The new Town Center Master Plan took another step forward following a public open house Monday, June 26 at Clackamas Community College. A mix of city staff, Town Center Task Force members and a small handful of community members — totaling roughly 35 people — came together to give input on desirable amenities as well as design preferences.
Working with MIG, Inc., DKS Consulting Group and Leland Consulting Group, Wilsonville is in the process of updating its Town Center Master Plan for the first time since 1978. The city settled on a vision statement in May — which calls for Town Center serving as the hub and "heart of Wilsonville" — but is still in the design stages of the plan. Wilsonville Long-range Planning Manager Miranda Bateschell and MIG Lead Consultant Chris Beynon led Monday's meeting in the hopes of furthering information gathered from an earlier survey in May.

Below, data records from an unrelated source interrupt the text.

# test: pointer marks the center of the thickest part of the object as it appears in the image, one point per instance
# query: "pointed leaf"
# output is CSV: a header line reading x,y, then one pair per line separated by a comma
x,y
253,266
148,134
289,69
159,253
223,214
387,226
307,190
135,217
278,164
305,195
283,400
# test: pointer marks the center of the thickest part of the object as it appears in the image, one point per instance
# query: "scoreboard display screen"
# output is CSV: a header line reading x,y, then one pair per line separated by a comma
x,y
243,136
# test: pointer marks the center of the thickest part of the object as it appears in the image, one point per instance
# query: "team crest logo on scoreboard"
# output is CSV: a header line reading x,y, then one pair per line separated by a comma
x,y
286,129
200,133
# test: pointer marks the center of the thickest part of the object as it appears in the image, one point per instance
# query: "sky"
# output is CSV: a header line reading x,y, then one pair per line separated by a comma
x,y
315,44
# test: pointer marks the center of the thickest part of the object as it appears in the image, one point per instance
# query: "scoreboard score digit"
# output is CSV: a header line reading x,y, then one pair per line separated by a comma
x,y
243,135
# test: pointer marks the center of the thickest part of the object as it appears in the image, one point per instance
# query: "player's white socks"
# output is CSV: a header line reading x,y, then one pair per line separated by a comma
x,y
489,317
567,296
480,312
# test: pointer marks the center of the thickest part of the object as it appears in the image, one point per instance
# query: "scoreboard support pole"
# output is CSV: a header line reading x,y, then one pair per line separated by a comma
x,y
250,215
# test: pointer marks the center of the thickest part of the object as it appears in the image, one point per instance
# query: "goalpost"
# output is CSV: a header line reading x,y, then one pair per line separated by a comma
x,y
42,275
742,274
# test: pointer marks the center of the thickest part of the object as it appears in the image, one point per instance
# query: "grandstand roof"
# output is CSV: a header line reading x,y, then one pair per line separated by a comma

The pair led the group through two separate activities to collect data as well as show the community potential options. Bateschell said information from Monday's meeting will help in the creation of a second city-wide survey that will be released to the public in late July and remain open through Aug. 20.
"We have a great vision statement right now and the next step is seeing what that looks like on the ground," Bateschell said.
"This whole exercise is about what kind of community we want to live in for the future — what kind of community do we want for our kids, grandkids, and people yet to come?" Mayor Tim Knapp said before the open house. "What are the amenities, the social implications, what's the commerce, and how is it all going to work together?"
Beynon said it was clear from prior community input that residents want Town Center to be the focal point of Wilsonville, but that it should also be unique and stand out from neighboring cities.
"We heard from our kick-off event that it's hard to walk around Town Center; a lot of the existing businesses don't have great visibility and are kind of tucked back in strip center type hours, and I-5 is a barrier to cross that kind of splits the community," Beynon said. "We heard that there wasn't enough variety of restaurants and variety of stores in Town Center, and the idea that we don't necessarily want cookie-cutter. We want a place that feels unique to Wilsonville and who we are. We heard that — in terms of stores and restaurants — small, independent and local places are preferred to large chains."
Beynon displayed photos of different types of bike lanes and storefront designs to gauge their opinions. Audience members used clickers to vote on their preferences. Popular opinions included the topic of bike lanes, with 48 percent of people saying they wanted more bike lanes and 32 percent voting that it was worth considering. Participants preferred a sidewalk that included a separate walking and biking path, however, with 68 percent voting "I really like it."
In terms of parks and plazas, the audience was particularly interested in nature integration and green spaces — 74 percent said they really liked the idea and 20 percent said it was worth considering — and also wanted multigenerational activities like outdoor table tennis and chess (73 percent voted "I really like it").
While the group was mostly like-minded on slides shown by Beynon, there was some minor disagreement about the idea of food carts in Wilsonville. Altogether, 34 percent voted "I really like it," compared to 37 percent for "worth considering" and 26 percent who said "I don't like it." Some felt that food carts were good for local business-minded people while others thought food carts as a whole are a trend that will soon go out of style.
While the information was helpful, Beynon said his group won't take feeback as a representation of the entire community. The open house meeting was meant to show community members potential options and ways in which Wilsonville can util-ize the 100-acre Town Center area.
"The more information we gather the better we're able to define what makes Wilsonville Wilsonville," Beynon said.
Following the interactive polling, open house participants broke into small groups to create their ideal town center using a map that was to scale. The activity helped citizens get a sense of how the various design aspects they enjoy work in terms of space, as well as providing additional information for MIG and city staff.
"That activity allows us to see where people would put buildings and how tall they'd want them, and then there are mobility factors too, like what people want bike lanes to look like on the roads," Bateschell said. "It's a chance for them to see what this all could actually look like on a map of Town Center."
Following the meeting, Bateschell and her staff will now focus on preparing their next survey, which is expected to go live on the city's website July 28.